Aldric wiped a streak of grease from his brow. "Now, why have you come to this pit of soot?"
"Two thousand more refugees this week," John said. "The rate is accelerating."
"Good. We need hands."
"We need bread!" John snapped. "You set the tax at two parts in ten—half what the Great Lords demand. You feed every stray dog that wanders in. If the frost kills the crop, these people won't be 'hands.' They'll be a mob. They'll eat us."
Aldric scratched his head, looking weary. "The harvest was decent..."
"It won't last. The snow fell yesterday. If it stays cold, the River-lords will bar their gates and watch the smallfolk rot. They only care about the land; they can always find new peasants in the spring. We are the only target for the starving."
Aldric's expression turned cold.
"John, I'm thinking of a different way to live," Aldric said, his voice dropping to a low, dangerous register. "In my home, we have a saying: When the world ends, if your neighbor has the grain and you have the spear, your neighbor's granary is yours. Since these lords won't live and die with their people, they have no reason to keep their heads. The nobility is a luxury we can no longer afford."
John felt a shiver. "You'd march on the Lords?"
"People are the only asset that matters," Aldric stated. "If they trust us, we do not turn them away. We plant winter-wheat.
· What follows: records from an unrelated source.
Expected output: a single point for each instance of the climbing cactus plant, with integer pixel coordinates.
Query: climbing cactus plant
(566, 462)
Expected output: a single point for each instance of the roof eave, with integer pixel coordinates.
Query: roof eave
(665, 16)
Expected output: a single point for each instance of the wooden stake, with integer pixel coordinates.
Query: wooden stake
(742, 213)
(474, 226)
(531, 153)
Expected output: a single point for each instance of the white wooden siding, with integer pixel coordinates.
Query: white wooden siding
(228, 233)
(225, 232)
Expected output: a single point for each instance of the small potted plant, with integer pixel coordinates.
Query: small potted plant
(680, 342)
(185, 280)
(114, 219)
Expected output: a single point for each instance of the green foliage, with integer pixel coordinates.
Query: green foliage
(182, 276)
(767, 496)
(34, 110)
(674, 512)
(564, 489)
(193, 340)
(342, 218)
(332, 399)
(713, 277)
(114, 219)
We buy from the Reach. And if they won't sell... we find another way. I refuse to believe there is no path to survival."
"I have another task for you," Aldric said, crouching to draw in the dirt with a twig. "I need you to oversee the construction of the War-Wagons."
"Wagons?" John asked, looking at the sketch.
"Mobile walls," Aldric explained. "We lack heavy horse, and our boys are sons of soil. They cannot out-charge a Tyrell knight. But they don't have to. I'm building a vehicle pulled by a single horse with detachable armored panels. Five wagons, linked end-to-end, to form a pentagonal fortress in the middle of a field."
He pointed to the diagram. "Each wagon holds a ten-man squad. Heavy steel-armed crossbows for the distance, pikes for the close. While the knights are busy hacking at wood they can't break, our light cavalry will swing around the flank and harvest the light infantry. We bring the castle to the battlefield."
John, the master carpenter, saw the stress points immediately. "The frames must be thicker than a merchant's cart. Iron rims for the wheels, or they'll snap. And we need firing ports... ladders for the pikemen to thrust from the top."
"Exactly," Aldric said. "And armor. To prevent the fire-arrows from catching, we need water-storage and rawhide coverings. I need you to lead this, John. Gendry is too young to coordinate the materials and the men, and the soldiers are getting arrogant. They think being a Sunwalker makes them gods. I need you to show them that the wagon is their skin."
John sighed, looking at the sketch of the mobile slaughterhouse. "You're giving me a lot of work, Aldric."
"I'm giving you the future," Aldric corrected.
He turned to his guard, Clark. "Tell Brother Kerry to prepare the promotion ceremony for tomorrow night. I want the candidates to feel the weight of their new sun. And tell Greme to summon the Alliance lords. The day after tomorrow, we have a council. We aren't just surviving anymore. We are expanding."